The Bovine Practitioner of the Year Award, the AABP’s overall top honor, recognizes a beef or dairy veterinarian’s outstanding contributions to the industry. 

Comyn’s Virginia Herd Health Management Services, launched in 1992, is a  bovine and small ruminant medicine practice with specialties including embryo transfer, semen freezing, reproductive enhancement for dairy and beef cattle and herd health management. Comyn chairs the AABP’s genomics committee and is on the board of directors of the American Embryo Transfer Association. 

Comyn also sells Holstein bulls and heifers to artificial insemination companies and Angus bulls to artificial insemination cooperatives.

“There is shock and a strong wave of humility. It’s a great honor and it was very unexpected,” says Comyn, cows mooing in the background during the phone call. “I know a lot of really good bovine practitioners. To be put in their company is quite something. It brings to mind the faces of the people who helped me get here.”

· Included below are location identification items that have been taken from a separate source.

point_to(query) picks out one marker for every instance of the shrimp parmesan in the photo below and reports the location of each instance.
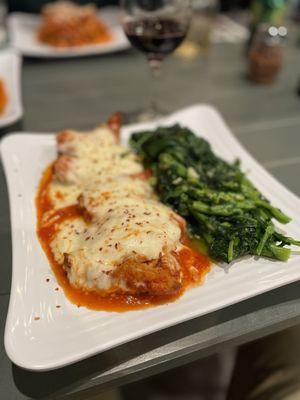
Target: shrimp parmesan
(112, 244)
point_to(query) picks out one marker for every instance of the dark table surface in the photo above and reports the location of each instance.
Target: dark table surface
(80, 93)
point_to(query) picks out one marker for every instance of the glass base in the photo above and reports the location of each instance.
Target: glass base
(144, 115)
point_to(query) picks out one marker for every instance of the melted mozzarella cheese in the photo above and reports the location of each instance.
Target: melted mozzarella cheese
(127, 220)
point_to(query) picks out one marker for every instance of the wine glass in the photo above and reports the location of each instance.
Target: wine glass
(156, 28)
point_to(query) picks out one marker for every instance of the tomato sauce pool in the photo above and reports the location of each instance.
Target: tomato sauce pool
(194, 264)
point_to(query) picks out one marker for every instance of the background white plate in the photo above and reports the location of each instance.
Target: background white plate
(68, 334)
(23, 28)
(10, 72)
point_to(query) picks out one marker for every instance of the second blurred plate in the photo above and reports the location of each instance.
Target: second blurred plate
(23, 28)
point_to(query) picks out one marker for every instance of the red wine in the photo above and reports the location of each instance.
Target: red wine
(159, 36)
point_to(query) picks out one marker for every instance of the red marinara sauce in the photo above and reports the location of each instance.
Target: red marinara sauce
(194, 264)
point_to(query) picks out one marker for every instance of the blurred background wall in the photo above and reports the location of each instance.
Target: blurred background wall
(35, 5)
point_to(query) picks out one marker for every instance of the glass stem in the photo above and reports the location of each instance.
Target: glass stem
(155, 68)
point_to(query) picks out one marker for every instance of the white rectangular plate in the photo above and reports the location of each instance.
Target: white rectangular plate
(23, 29)
(64, 335)
(10, 72)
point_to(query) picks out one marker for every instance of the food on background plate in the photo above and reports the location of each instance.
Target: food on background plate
(219, 203)
(112, 244)
(3, 96)
(66, 24)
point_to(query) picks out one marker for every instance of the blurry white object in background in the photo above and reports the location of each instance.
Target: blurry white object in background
(10, 73)
(23, 28)
(228, 30)
(3, 33)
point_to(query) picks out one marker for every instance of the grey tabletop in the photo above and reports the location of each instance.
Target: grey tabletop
(80, 93)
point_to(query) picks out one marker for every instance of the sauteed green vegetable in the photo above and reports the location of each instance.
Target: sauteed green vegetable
(221, 206)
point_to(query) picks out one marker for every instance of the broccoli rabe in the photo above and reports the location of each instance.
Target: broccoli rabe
(220, 204)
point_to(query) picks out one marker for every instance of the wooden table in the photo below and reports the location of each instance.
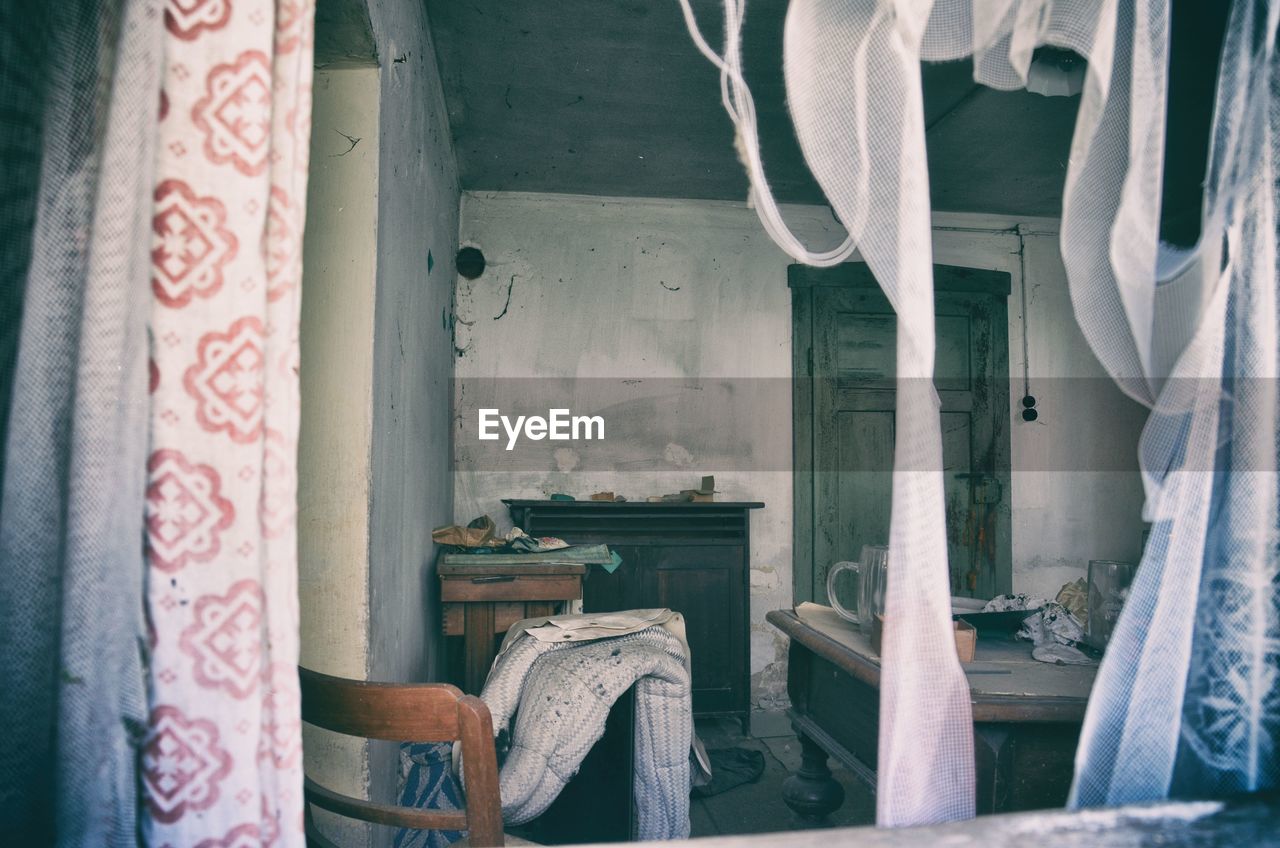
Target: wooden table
(1027, 715)
(484, 595)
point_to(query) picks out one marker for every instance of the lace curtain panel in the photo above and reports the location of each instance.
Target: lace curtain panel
(1187, 700)
(223, 758)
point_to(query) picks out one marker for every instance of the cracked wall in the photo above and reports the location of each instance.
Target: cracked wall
(640, 291)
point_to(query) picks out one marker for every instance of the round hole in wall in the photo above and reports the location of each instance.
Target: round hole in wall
(470, 263)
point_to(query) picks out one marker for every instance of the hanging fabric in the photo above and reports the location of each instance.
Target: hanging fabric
(223, 756)
(1168, 711)
(81, 97)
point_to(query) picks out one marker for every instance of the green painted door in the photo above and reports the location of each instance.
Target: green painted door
(849, 418)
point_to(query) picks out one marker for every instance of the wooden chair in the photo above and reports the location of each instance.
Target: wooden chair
(407, 712)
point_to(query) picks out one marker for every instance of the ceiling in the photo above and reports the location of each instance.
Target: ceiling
(611, 97)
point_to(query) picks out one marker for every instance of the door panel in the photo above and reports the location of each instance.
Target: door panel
(689, 580)
(854, 400)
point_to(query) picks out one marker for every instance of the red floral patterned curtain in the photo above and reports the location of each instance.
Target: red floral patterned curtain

Those mentors include Ben Harrington, a strong voice in the development of the CVM and a professor of food animal medicine and equine medicine when the college welcomed its first class in 1981. Harrington was a founding member and president of the AABP and won the Bovine Practitioner of the Year Award in 1979. 

It was Harrington, a friend of his now-wife’s family, who encouraged Comyn to enroll in veterinary school.

Many of Comyn’s other mentors are still at the CVM, including Kevin Anderson, professor of ruminant health management, and Ed Breitschwerdt, the Melanie S. Steele Distinguished Professor of Internal Medicine. The priority they put on guiding students inspired Comyn.

Pat Comyn
1988 CVM alumnus Pat Comyn.

“When you mentor students, you end up becoming a better veterinarian yourself,” says Comyn. “You look at yourself through a different lens. Ben Harrington had the ethic of hard work, compassion for his patients and passion for what he did. Ben loved working with students, and I took from that.”

Veterinary medicine runs in Comyn’s family; his mother was a veterinarian and his father was a race horse trainer. His sister, Gillian Comyn Hope, and his wife, Barbara Butler, both graduated from the CVM in 1987 and are practicing veterinarians. Comyn’s son is currently enrolled at the Virginia-Maryland College of Veterinary Medicine, and his daughter plans to attend veterinary school.

“Veterinary medicine weaves through the fabric of my family,” says Comyn. “It becomes part of you.”

CVM students and faculty regularly receive honors from the AABP, an international association of more than 6,000 leaders in cattle health. Last year, Foster received the AABP’s Student Chapter Advisor Award for his mentorship, and 2019 graduates Danielle Mzyk and Nate Baribault won the AABP Foundation-Zoetis Scholarship in 2018. 

“Our ruminant faculty place a premium on educating students and spend countless hours both within the curriculum and outside to develop ruminant veterinarian skills,” says Smith. “We have attracted many students to our ruminant medicine program and are proud that many of our graduates are leaders in the field all over the country.”